A community for technology geeks in Lebanon.

You are not logged in.

- Topics: Active • Unanswered

**arithma****Member**

Given a set of unique strings, all of the same size, determine the minimum number of compares needed to identify an input of the same size to one of the strings in the given set, and the string is always one of the given strings.

**Cleaner Restatement**

For a set of unique strings, all of the same size, there exists a machine that takes a string input, and only by doing single character equality comparisons will determine an index that identifies one of those strings.

Given a set of such unique strings, determine the minimum number of comparisons needed by such a machine to identify any of those strings.**Further Clarification**

Please do note that the comparison constraint applies only to the mentioned machine and not to the algorithm itself. You may compare as you please within the algorithm.

**Example 1**

Set: ["a", "b"] (two strings as the given set)

Output: 1. (Only one comparison is needed to decided which of the two strings an input is equal to)

**Example 2**

Set: ["ab", "bc"]

Output: 1.

**Example 3**

Set: ["abc", "abd", "dbc"]

Output: 2.

Note: Doing the sample exercises is fun, but I am not sure whether this problem is actually hard or not. Worth the thought though.

P.S.: I just really, reaally hope that geek won't find it pretty to solve using Mathematica.

*Last edited by arithma (February 13 2012)*

**jsaade****Member**

I am not sure i understand it? It looks to me it will always be length-1

**arithma****Member**

For 2^10 values having only bits, you would need 10 comparisons. For a subset of these 2^10 strings, I would imagine you need less comparisons.

**arithma****Member**

I think I under defined the problem.

Comparisons are only equal operations to a single character at a single location that returns either true or false.

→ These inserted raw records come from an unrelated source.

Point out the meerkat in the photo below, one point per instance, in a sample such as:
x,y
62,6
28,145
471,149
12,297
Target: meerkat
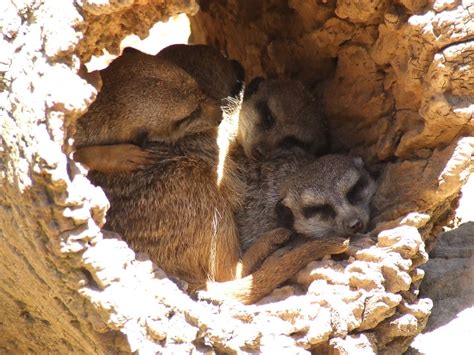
x,y
280,115
277,116
181,213
183,85
314,198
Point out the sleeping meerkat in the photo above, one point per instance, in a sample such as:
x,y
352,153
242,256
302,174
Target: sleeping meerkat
x,y
280,115
181,213
313,198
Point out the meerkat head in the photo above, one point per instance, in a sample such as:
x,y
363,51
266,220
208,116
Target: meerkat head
x,y
217,76
280,115
330,195
147,98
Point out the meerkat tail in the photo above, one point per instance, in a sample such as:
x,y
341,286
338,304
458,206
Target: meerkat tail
x,y
273,273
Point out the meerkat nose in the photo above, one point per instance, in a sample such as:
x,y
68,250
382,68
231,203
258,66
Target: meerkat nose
x,y
355,225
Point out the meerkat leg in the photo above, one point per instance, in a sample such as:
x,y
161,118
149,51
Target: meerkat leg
x,y
117,158
262,248
253,287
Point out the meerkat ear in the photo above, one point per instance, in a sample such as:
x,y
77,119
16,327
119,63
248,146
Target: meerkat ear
x,y
284,215
253,87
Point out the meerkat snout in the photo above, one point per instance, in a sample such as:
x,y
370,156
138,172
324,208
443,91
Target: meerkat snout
x,y
330,195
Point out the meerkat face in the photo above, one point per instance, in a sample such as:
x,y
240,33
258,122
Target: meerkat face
x,y
278,116
328,196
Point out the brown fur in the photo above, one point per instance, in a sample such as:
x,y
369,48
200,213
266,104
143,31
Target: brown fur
x,y
178,209
315,198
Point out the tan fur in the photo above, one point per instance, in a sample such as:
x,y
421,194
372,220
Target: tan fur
x,y
180,208
315,198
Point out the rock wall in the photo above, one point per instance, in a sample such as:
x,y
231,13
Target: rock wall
x,y
395,80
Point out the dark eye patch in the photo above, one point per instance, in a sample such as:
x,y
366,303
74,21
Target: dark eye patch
x,y
325,211
292,142
267,120
355,196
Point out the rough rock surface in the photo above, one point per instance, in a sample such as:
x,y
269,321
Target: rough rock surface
x,y
394,78
449,283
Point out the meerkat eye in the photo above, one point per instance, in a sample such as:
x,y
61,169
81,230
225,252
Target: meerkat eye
x,y
355,194
292,142
267,120
324,211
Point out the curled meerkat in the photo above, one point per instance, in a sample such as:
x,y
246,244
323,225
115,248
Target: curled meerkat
x,y
181,213
165,100
277,115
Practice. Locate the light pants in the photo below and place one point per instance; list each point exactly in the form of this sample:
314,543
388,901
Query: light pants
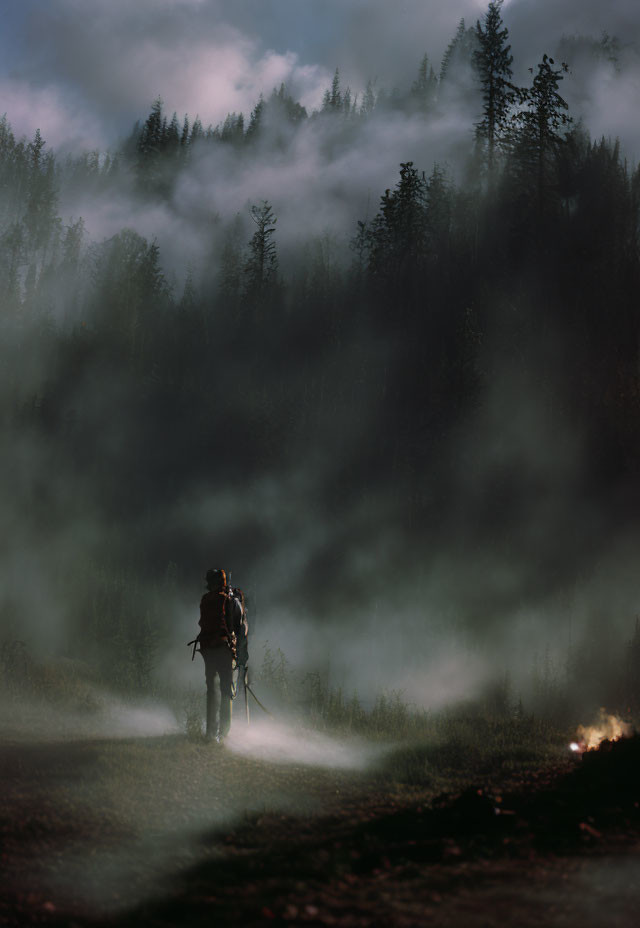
218,662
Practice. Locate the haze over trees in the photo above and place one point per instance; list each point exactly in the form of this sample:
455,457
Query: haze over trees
389,381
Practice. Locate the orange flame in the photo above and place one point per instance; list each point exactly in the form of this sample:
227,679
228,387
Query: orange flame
607,727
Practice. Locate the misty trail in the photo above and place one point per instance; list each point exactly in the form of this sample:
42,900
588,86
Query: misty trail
119,807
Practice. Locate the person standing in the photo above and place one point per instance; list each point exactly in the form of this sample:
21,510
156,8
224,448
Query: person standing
223,644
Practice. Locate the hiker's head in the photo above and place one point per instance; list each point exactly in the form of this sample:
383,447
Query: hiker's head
216,578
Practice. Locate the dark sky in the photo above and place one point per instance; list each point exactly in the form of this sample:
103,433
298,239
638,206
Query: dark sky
84,70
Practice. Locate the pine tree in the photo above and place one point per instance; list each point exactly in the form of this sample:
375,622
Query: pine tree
493,62
541,124
332,101
368,104
424,88
260,271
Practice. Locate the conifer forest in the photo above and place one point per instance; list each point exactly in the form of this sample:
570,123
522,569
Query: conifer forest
422,399
344,301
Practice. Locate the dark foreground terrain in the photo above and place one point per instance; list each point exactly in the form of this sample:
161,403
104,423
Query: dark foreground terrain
169,831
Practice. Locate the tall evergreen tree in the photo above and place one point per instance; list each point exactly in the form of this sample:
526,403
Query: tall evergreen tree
260,271
541,124
425,87
493,60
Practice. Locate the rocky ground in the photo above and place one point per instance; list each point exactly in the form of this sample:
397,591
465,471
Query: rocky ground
287,827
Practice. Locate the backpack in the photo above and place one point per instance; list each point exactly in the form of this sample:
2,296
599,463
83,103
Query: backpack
215,622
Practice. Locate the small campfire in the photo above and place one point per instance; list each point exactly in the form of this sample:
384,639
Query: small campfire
607,727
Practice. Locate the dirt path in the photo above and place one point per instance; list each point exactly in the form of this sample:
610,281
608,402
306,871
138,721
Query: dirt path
164,831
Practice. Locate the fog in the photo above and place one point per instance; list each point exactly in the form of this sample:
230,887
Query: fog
512,552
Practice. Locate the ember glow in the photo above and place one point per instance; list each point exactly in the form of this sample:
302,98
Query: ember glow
606,728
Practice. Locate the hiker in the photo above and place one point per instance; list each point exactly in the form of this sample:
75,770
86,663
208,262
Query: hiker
223,645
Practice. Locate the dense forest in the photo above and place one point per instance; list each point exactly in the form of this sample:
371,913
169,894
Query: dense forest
430,417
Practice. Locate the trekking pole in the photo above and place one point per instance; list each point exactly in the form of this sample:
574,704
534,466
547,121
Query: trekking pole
264,709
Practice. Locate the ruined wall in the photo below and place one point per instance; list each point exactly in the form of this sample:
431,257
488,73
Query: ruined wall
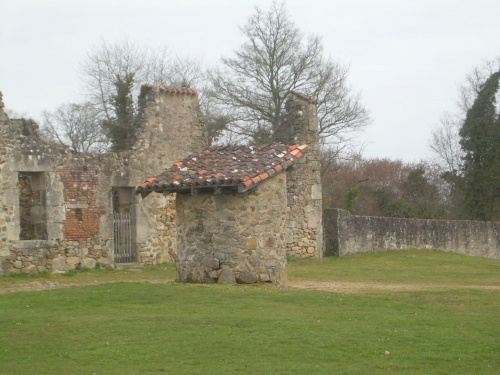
304,224
230,238
347,234
77,189
172,129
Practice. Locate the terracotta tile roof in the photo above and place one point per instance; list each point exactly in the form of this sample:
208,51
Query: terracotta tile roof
241,166
304,97
173,90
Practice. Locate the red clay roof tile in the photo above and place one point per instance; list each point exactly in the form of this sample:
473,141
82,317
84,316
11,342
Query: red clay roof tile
226,165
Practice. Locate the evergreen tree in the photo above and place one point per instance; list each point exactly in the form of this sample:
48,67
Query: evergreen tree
480,141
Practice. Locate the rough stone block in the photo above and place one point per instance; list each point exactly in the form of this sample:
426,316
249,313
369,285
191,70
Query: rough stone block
227,277
210,263
59,265
72,262
88,263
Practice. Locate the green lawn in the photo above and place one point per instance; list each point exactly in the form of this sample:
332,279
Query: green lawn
167,328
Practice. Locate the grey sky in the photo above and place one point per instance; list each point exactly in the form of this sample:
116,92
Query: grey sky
406,57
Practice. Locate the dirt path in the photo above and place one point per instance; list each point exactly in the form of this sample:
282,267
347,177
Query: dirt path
330,286
360,287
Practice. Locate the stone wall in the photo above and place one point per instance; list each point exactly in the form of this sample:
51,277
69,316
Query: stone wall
304,224
76,189
347,234
234,237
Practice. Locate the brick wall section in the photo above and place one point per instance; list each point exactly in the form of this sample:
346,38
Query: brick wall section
82,214
304,224
347,234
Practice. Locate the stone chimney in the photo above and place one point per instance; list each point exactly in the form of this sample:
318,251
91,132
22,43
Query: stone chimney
304,199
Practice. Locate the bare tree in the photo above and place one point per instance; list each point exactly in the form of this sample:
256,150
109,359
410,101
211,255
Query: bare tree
251,88
113,74
76,125
445,139
445,144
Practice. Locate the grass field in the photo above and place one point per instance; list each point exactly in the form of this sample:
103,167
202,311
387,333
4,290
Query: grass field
159,327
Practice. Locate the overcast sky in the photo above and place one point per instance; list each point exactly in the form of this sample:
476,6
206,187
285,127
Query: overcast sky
406,57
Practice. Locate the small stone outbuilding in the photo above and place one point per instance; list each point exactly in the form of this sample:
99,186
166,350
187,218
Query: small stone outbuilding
231,206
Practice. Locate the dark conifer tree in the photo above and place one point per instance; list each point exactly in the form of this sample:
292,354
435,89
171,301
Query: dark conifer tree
480,141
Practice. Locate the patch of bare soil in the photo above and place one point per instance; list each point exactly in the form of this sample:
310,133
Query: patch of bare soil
362,287
329,286
46,285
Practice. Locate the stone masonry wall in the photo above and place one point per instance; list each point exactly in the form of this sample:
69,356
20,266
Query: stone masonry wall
304,224
77,188
230,238
347,234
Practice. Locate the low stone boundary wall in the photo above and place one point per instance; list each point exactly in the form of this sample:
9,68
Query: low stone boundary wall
349,234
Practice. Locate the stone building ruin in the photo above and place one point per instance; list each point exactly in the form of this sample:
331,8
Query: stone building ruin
231,206
61,210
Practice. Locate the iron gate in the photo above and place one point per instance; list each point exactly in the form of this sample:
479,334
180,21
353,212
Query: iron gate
124,249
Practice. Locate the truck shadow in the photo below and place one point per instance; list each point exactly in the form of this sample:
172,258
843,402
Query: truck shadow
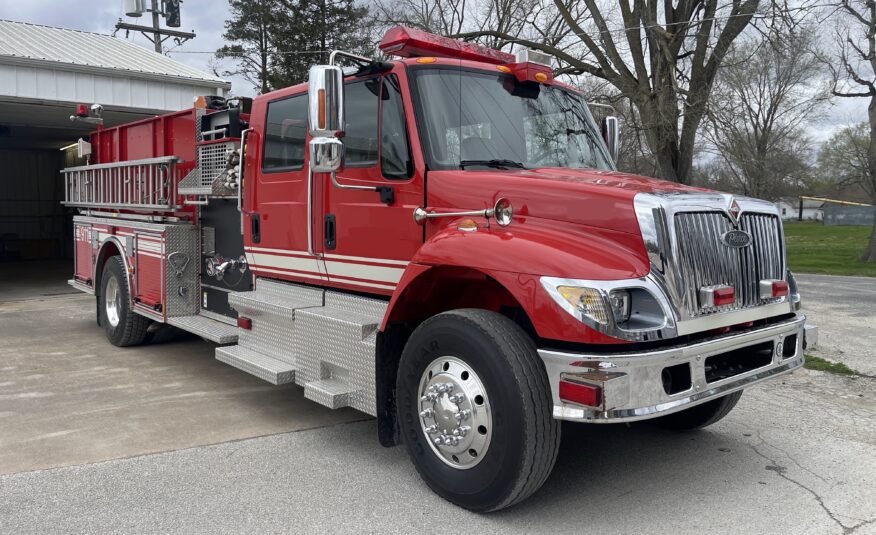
609,468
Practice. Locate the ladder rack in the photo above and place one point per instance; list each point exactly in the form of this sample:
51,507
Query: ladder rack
149,184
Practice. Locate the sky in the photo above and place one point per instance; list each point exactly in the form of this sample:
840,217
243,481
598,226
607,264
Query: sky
207,19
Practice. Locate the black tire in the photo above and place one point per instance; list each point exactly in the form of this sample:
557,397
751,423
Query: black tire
700,415
525,437
130,328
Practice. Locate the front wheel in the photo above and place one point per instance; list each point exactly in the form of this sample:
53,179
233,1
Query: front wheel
700,415
475,409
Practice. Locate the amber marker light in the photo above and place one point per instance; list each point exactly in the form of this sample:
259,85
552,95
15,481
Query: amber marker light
321,108
467,225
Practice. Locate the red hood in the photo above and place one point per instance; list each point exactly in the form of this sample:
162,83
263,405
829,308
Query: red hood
585,196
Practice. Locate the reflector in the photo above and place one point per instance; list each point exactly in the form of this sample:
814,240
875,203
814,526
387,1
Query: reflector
724,296
582,394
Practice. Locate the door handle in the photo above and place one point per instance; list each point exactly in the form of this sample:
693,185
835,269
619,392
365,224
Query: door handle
330,232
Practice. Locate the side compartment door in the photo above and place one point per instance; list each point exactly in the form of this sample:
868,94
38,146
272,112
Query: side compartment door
148,269
367,242
83,256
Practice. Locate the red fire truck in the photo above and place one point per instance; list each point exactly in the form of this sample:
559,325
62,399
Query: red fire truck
443,242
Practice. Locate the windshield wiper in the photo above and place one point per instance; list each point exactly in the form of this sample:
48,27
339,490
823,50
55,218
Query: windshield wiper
497,164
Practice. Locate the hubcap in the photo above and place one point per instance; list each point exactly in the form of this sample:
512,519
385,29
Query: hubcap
113,301
455,412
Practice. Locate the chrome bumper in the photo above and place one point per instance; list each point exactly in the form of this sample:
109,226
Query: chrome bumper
632,384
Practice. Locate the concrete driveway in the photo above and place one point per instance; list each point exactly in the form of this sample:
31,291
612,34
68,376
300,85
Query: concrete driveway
164,438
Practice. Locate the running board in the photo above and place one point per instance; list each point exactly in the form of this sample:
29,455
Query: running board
254,363
207,328
323,340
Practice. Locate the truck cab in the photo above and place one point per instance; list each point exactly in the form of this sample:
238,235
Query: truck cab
443,241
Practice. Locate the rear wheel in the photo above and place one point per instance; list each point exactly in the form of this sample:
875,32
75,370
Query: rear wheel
122,326
700,415
475,409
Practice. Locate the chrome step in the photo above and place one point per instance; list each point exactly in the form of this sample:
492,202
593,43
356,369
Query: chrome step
330,393
210,329
252,362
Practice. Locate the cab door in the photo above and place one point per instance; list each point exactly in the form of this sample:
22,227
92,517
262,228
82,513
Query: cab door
277,207
367,241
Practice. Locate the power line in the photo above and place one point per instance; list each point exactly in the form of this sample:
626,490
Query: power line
758,16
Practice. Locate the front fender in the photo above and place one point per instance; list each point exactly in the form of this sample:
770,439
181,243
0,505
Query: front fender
540,247
518,255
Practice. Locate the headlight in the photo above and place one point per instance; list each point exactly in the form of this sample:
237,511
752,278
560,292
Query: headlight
626,309
587,301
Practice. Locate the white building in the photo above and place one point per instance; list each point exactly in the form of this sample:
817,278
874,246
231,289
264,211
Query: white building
813,210
44,73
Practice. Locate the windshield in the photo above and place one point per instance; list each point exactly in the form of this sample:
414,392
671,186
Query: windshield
469,119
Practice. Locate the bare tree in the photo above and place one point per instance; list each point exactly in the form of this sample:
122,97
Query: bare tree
249,31
764,97
854,74
662,57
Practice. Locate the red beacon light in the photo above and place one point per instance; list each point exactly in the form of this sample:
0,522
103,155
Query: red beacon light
526,65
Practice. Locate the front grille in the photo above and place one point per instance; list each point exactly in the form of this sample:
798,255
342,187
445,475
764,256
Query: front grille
703,260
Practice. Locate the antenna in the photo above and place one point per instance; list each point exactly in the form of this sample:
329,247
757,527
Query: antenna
170,9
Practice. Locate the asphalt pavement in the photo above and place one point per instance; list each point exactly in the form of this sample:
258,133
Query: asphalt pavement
844,308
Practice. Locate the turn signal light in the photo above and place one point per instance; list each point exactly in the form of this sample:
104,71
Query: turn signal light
773,288
715,296
580,393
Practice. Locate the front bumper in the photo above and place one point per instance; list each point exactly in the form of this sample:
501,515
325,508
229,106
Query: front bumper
634,385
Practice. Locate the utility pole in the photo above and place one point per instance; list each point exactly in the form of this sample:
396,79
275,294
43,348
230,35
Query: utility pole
156,33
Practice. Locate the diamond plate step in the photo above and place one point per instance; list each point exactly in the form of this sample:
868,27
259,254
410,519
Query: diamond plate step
252,362
213,330
330,393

Has anyone found this exercise interesting?

**Joe****Member**

I'm going to have to go with ZeRaW on this one. It seems that it's always going to be len(set) -1, unless I misunderstood the problem ... :-/

**jsaade****Member**

@arithma, the character by character comparison made sense now.

I ll try to get involved in it tomorrow.

**arithma****Member**

If it still doesn't make sense, I think this will help (I will merge all of this back to the original problem statement when I know what to say):

A machine is going to make a single equality comparison at a time on the input to determine the input's index in the original set. How many comparisons does an optimized machine need to do to guarantee its ability to output the index. Note that there is for every different set of strings a different machine altogether.

**Example 4**

Set: ["aa", "ab", "ba", "bb"]

Output: 2.

If the machine sees an "a" at index 0, then the input is either "aa", or "ab".

**Example 5**

Set: ["aa", "ab", "ba"]

Output: 2.

*Last edited by arithma (February 6 2012)*

**arithma****Member**

I updated the original post to include a cleaner problem statement.

**raja****Member**

This is my solution. It runs in exponential time versus the length of the strings(though it does have some pruning, it is still exponential in the worst case).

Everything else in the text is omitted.